After the service resumed on 25 April, the cable car showed “anomalies”. The cable car had been travelling in that way for several days and had made several trips. Technical checks were performed, including a check on 3 May 2021 to “remedy inefficiencies”, but they had not been “decisive” in resolving issues, investigators said. Based on photos from the disaster site, experts have been able to determine that at least one of the gondola's brakes had been disabled with a steel clamp, which is usually employed during specific maintenance activities. If the emergency brakes had been functional, they would have held the cabin steady after the cable snapped. The move was made "in the belief that a cable breakage could never have happened". The operations manager admitted that the emergency brake had been manipulated.

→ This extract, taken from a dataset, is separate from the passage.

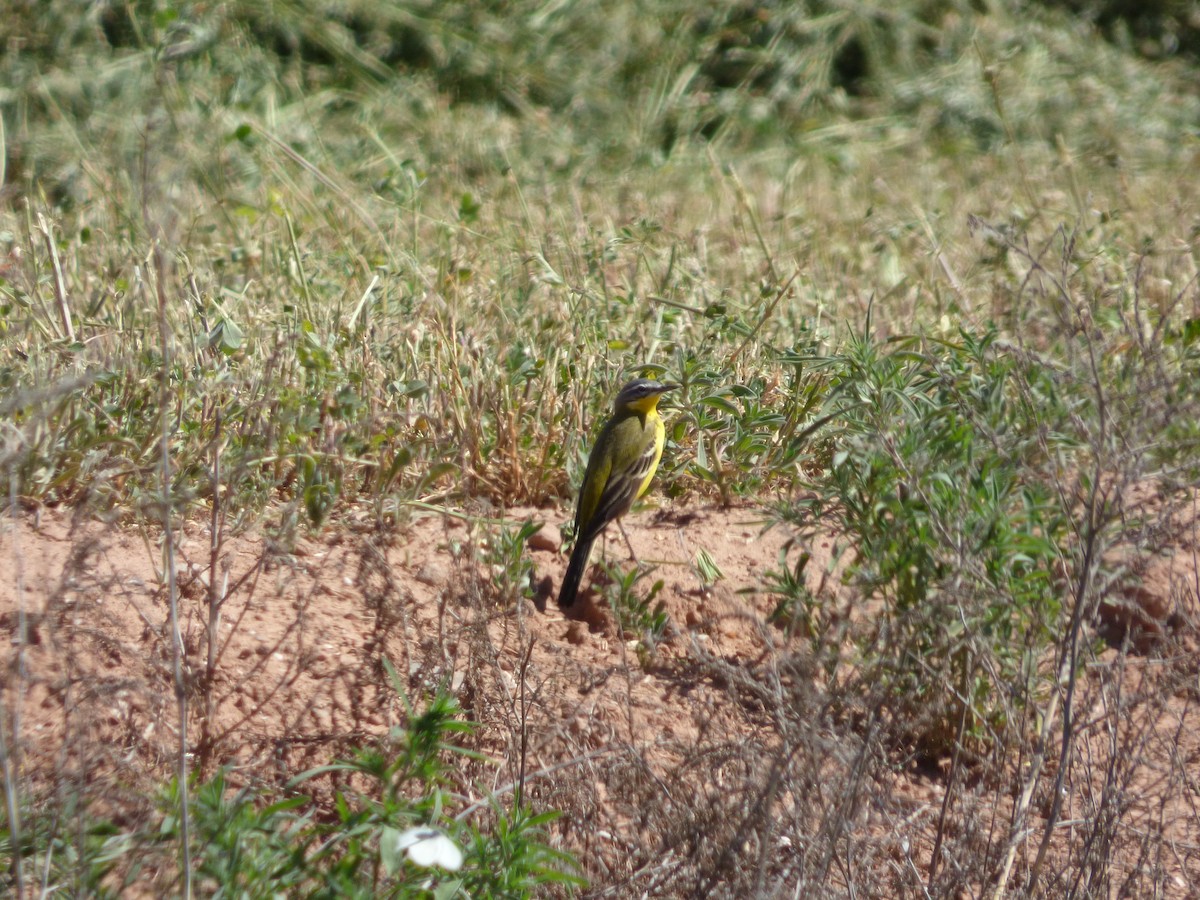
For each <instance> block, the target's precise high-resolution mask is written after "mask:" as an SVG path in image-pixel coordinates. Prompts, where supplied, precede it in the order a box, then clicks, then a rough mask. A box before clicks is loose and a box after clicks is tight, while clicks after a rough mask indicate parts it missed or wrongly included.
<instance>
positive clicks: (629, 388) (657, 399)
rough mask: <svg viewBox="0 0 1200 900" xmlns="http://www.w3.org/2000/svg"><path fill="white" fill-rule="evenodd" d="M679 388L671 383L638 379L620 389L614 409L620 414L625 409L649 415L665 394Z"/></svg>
mask: <svg viewBox="0 0 1200 900" xmlns="http://www.w3.org/2000/svg"><path fill="white" fill-rule="evenodd" d="M679 386H680V385H678V384H673V383H671V382H655V380H652V379H649V378H637V379H635V380H632V382H630V383H629V384H626V385H625V386H624V388H622V389H620V394H618V395H617V400H616V401H613V404H612V407H613V409H614V410H616V412H618V413H619V412H622V410H623V409H632V410H635V412H638V413H648V412H650V410H652V409H654V408H656V407H658V404H659V400H660V398H661V397H662V395H664V394H666V392H667V391H673V390H674V389H676V388H679Z"/></svg>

Due to continuing hydraulic oil leakage, which apparently was not repaired, repeated spurious activation of the emergency brake occurred and, to maintain the operation of the cable car, they deactivated the emergency brake.

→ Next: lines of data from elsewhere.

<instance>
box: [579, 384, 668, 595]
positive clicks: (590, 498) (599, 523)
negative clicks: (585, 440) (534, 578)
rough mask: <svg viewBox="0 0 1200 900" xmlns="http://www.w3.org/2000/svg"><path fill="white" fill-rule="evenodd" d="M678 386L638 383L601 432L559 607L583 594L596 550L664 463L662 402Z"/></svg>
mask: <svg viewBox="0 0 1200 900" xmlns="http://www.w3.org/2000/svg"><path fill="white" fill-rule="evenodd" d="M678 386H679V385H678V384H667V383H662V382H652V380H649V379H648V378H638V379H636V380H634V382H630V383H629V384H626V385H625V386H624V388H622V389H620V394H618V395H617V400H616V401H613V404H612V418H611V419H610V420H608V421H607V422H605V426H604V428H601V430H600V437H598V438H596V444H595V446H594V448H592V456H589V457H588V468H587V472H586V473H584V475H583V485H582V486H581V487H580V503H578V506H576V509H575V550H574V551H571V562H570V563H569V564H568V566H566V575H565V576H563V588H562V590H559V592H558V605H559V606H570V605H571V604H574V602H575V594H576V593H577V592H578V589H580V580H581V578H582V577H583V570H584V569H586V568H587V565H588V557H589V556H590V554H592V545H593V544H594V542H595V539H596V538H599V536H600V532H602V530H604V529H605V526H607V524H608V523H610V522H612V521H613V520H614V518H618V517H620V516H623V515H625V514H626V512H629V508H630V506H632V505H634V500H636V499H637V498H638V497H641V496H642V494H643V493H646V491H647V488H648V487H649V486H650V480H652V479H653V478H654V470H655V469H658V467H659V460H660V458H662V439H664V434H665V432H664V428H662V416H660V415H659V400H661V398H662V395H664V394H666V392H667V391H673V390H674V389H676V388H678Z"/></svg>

It is still not certain what caused the haulage cable to snap, which is the primary cause of the crash. The corresponding report from the experts is expected on 30 June 2022. According to one of the experts involved, the traction cable had rusted from the inside – because a routine maintenance measure that should have been carried out every three months was omitted for five years. In other words, maintenance negligence also seems to have been involved.

Whilst the technical safety investigation by the Ufficio per le Investigazioni Ferroviarie e Marittime (IFeMa) (Office of Rail and Maritime Investigations) is ongoing, the Direzione Generale (Director General) (DiGIFeMa) has published 3 safety recommendations in an interim report dated 23 May 2022. These 3 recommendations require various safety checks and inspections to be reported to Safety Authorities and that they are properly and formally recorded.

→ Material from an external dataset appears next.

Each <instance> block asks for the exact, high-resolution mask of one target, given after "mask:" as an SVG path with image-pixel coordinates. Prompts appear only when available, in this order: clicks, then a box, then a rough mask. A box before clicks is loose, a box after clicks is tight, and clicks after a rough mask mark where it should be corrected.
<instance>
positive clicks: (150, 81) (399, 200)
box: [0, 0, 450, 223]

Images provided by a Swiss cable car technician and shared by him on YouTube show that the Stresa–Mottarone cable car had previously been operated with passengers aboard, with emergency brakes disabled, in 2014 and 2018.

Several other cable car disasters have occurred in the past due to an intentional deactivation of emergency brakes, including the 1990 Tbilisi aerial tramway accident and the 1999 Saint-Étienne-en-Dévoluy cable car crash.

== Aftermath ==
By 30 May 2021, all three employees were released from prison, with two of the three being found not culpable and the third being sentenced to house arrest. As of 21 November 2021, the third employee, Gabriele Tadini, was released from house arrest after 6 months.

== Media controversy ==
In June 2021, Italy's public broadcaster, RAI, aired CCTV footage of the incident on its news programme. Shortly after, it was republished in full on other media outlets in Italy.
The case prosecutor, local Mayor Marcella Severino, politician Valeria Fedeli and head of public broadcast Marcello Foa expressed condemnation over the broadcast of the footage and urged companies and individuals to stop sharing it.